In diesem vorgeschriebenen Höchstlohn sieht die Plattform einen weiteren Schritt der Regierung, die Gemeindeautonomie außer Kraft zu setzen. Bisher lag die Festsetzung des Stundenlohnes bei der Gemeinde, in der Regel wurden in Oberösterreich fünf Euro bezahlt.
„Die bisherige Regelung war ein Instrument, um den betreffenden Personen die Chance auf eine Beschäftigung zu geben und um ihnen damit die Möglichkeit einer Integration durch ein Zusatzeinkommen zu erleichtern. Mit der überlegten Regelung nimmt man ihnen die Motivation. Abgesehen davon ist dies menschenunwürdig. Wir fordern daher eine Beibehaltung der bisherigen Landesregelungen“, so Engertsberger.

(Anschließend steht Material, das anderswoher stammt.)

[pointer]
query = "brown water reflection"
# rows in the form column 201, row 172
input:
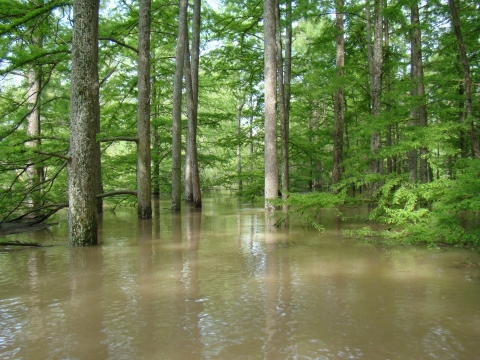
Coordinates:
column 223, row 283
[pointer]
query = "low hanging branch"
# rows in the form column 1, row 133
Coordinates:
column 118, row 138
column 118, row 42
column 53, row 208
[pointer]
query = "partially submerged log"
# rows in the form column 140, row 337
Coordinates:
column 19, row 227
column 21, row 243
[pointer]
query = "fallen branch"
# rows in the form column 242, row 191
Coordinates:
column 20, row 243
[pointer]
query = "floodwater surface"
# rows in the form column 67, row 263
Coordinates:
column 222, row 283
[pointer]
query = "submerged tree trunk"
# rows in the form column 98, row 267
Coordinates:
column 98, row 154
column 192, row 178
column 82, row 215
column 239, row 149
column 271, row 160
column 287, row 78
column 177, row 108
column 339, row 95
column 155, row 136
column 144, row 171
column 282, row 106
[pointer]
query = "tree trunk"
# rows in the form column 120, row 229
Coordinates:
column 287, row 79
column 98, row 154
column 177, row 108
column 144, row 171
column 82, row 216
column 375, row 140
column 467, row 82
column 239, row 150
column 339, row 95
column 388, row 137
column 190, row 124
column 412, row 159
column 155, row 137
column 419, row 81
column 35, row 173
column 281, row 102
column 192, row 178
column 271, row 160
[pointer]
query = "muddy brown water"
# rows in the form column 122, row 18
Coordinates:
column 223, row 284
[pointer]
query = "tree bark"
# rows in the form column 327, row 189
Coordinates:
column 98, row 156
column 239, row 149
column 155, row 136
column 467, row 82
column 82, row 217
column 144, row 171
column 35, row 173
column 375, row 140
column 271, row 160
column 339, row 95
column 419, row 81
column 192, row 177
column 177, row 108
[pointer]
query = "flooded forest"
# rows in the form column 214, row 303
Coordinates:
column 239, row 179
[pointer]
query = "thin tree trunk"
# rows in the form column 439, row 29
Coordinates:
column 369, row 47
column 144, row 171
column 287, row 79
column 282, row 103
column 375, row 140
column 271, row 160
column 188, row 186
column 193, row 67
column 82, row 217
column 413, row 156
column 339, row 95
column 388, row 138
column 422, row 108
column 239, row 149
column 177, row 108
column 467, row 82
column 155, row 136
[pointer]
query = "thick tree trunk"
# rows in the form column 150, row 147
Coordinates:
column 144, row 170
column 35, row 173
column 282, row 103
column 177, row 108
column 98, row 154
column 192, row 177
column 82, row 216
column 271, row 160
column 467, row 82
column 339, row 95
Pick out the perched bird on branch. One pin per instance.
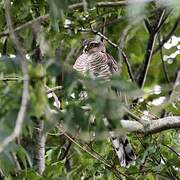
(96, 62)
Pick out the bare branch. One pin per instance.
(176, 25)
(153, 126)
(109, 4)
(25, 92)
(163, 63)
(142, 73)
(39, 139)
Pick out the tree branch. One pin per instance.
(153, 126)
(110, 4)
(153, 30)
(25, 92)
(39, 139)
(176, 25)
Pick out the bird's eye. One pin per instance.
(93, 45)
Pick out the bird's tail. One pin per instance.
(123, 148)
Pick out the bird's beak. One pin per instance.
(85, 48)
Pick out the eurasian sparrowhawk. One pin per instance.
(98, 63)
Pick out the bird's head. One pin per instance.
(92, 46)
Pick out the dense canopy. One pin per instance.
(46, 107)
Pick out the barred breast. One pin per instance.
(98, 65)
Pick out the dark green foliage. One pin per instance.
(59, 39)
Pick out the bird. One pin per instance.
(96, 62)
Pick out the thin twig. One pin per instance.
(142, 74)
(109, 166)
(170, 148)
(111, 4)
(81, 147)
(25, 92)
(163, 63)
(176, 25)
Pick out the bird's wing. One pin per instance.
(81, 63)
(112, 63)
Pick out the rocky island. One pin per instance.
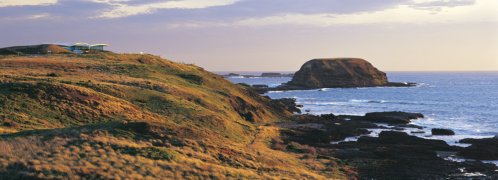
(336, 73)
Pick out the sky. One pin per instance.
(269, 35)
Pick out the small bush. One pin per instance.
(192, 78)
(54, 75)
(244, 84)
(148, 152)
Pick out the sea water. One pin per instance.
(466, 102)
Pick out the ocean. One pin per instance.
(466, 102)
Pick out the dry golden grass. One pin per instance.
(131, 116)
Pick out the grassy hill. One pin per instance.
(110, 115)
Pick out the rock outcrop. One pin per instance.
(442, 132)
(339, 73)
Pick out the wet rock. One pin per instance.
(481, 149)
(288, 104)
(443, 132)
(394, 117)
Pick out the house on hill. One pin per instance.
(81, 48)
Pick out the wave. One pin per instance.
(367, 101)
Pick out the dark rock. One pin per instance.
(288, 104)
(444, 132)
(481, 149)
(392, 155)
(271, 75)
(394, 117)
(339, 72)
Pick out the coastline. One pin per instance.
(371, 136)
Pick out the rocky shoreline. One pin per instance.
(393, 153)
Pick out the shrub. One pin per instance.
(192, 78)
(54, 75)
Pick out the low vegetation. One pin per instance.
(130, 116)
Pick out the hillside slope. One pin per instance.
(112, 115)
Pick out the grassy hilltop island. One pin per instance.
(108, 115)
(103, 115)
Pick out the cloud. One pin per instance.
(7, 3)
(29, 17)
(437, 5)
(120, 8)
(481, 11)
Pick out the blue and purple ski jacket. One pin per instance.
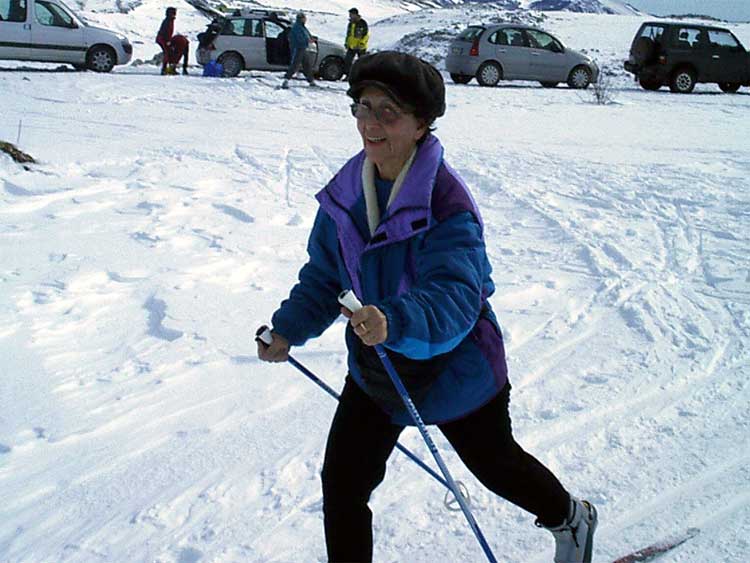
(426, 269)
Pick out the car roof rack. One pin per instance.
(247, 12)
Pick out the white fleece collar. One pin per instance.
(371, 197)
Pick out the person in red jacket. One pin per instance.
(179, 47)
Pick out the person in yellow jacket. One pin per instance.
(357, 36)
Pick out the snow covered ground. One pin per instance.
(168, 217)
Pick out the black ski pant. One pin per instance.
(362, 437)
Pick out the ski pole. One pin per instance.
(350, 301)
(263, 335)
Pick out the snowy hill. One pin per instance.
(168, 217)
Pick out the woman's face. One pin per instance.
(388, 145)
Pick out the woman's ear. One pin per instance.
(422, 129)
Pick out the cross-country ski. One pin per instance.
(659, 548)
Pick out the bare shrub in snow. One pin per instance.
(15, 153)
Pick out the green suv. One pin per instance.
(680, 55)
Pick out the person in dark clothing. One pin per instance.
(299, 40)
(164, 40)
(398, 226)
(357, 36)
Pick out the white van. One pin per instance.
(49, 31)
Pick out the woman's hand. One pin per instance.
(277, 351)
(369, 324)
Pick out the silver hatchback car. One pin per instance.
(492, 53)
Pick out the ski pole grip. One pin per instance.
(349, 300)
(263, 334)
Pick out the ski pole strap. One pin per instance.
(350, 301)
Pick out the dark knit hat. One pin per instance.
(409, 80)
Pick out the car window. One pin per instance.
(689, 38)
(515, 37)
(13, 10)
(254, 28)
(470, 33)
(233, 27)
(722, 39)
(540, 40)
(52, 15)
(499, 37)
(273, 29)
(652, 32)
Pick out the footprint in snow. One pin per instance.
(157, 312)
(189, 555)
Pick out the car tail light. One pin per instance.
(474, 51)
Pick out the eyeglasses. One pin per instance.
(385, 114)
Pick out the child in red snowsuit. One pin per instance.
(174, 47)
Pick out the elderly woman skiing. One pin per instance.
(398, 226)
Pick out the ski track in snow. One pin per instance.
(136, 423)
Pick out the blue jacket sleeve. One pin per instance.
(443, 305)
(312, 304)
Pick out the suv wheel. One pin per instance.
(580, 78)
(683, 81)
(101, 59)
(729, 87)
(489, 74)
(647, 84)
(232, 63)
(332, 68)
(461, 78)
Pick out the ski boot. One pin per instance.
(574, 538)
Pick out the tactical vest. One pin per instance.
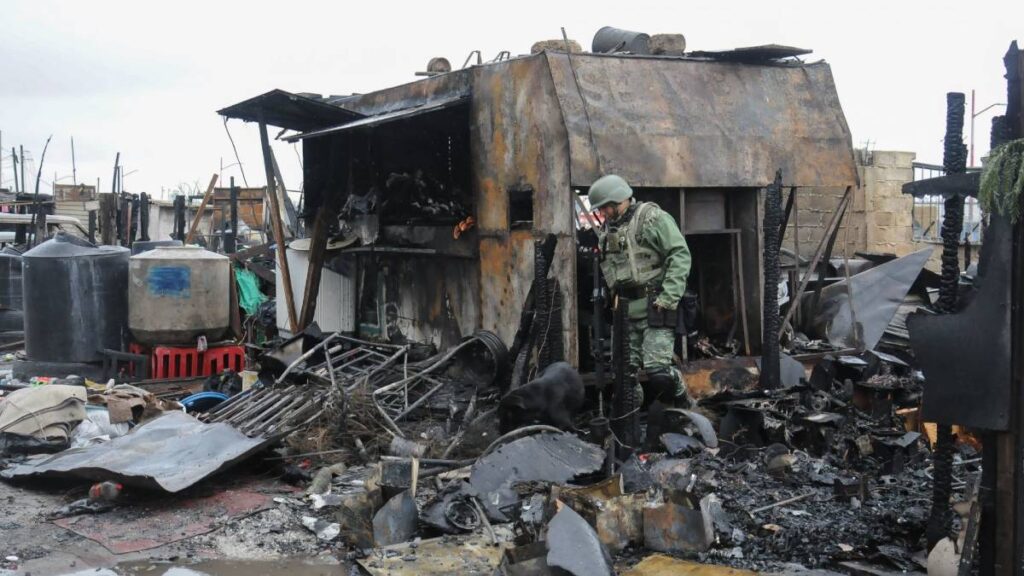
(625, 261)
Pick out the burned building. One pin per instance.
(445, 183)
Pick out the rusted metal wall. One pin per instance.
(430, 299)
(669, 122)
(519, 140)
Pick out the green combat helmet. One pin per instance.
(608, 190)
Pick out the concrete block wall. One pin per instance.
(880, 219)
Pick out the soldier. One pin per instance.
(644, 260)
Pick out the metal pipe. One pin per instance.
(304, 356)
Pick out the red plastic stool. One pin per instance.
(218, 359)
(175, 363)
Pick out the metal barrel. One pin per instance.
(610, 39)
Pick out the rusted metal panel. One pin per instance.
(520, 142)
(406, 114)
(672, 122)
(436, 88)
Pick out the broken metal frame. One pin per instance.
(392, 400)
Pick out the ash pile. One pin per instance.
(407, 468)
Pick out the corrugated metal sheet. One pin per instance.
(78, 210)
(335, 302)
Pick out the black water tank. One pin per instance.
(76, 299)
(615, 40)
(10, 281)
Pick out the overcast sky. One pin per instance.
(145, 78)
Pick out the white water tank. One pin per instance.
(178, 293)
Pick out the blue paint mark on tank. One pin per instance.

Land OÖ kann bis 22. April seine Stellungnahme abgeben. Neben den – vorwiegend roten – Bürgermeistern der Plattform kommt Widerstand auch von den Grünen Oberösterreich.
Landesrat Rudi Anschober hat in der Regierungssitzung am 1. April einen eigenen Antrag zu der von Innenminister Herbert Kickl angekündigten Absenkung der Entlohnung für gemeinnützige Tätigkeit auf 1,50 Euro eingebracht.
Anschober: „Die Asylverfahren dauern in Österreich inkl. der zweiten Instanz drei Jahre und mehr. Dennoch wurden von der Bundesregierung fast alle Beschäftigungsmöglichkeiten gestoppt. Die allermeisten Asylwerber sind damit jahrelang zur Untätigkeit verurteilt. Vielfach einzige Möglichkeit sind gemeinnützige Tätigkeiten, die meist von Gemeinden vergeben werden.“
Im Antrag der Grünen wird eine klare Ablehnung von Kickls Plan durch das Land Oberösterreich gefordert. Und zwar „durch eine negative Stellungnahme des Landes im bis 22. April laufenden Stellungnahmeverfahren“.
Der Antrag wurde jedoch von ÖVP und FPÖ abgelehnt.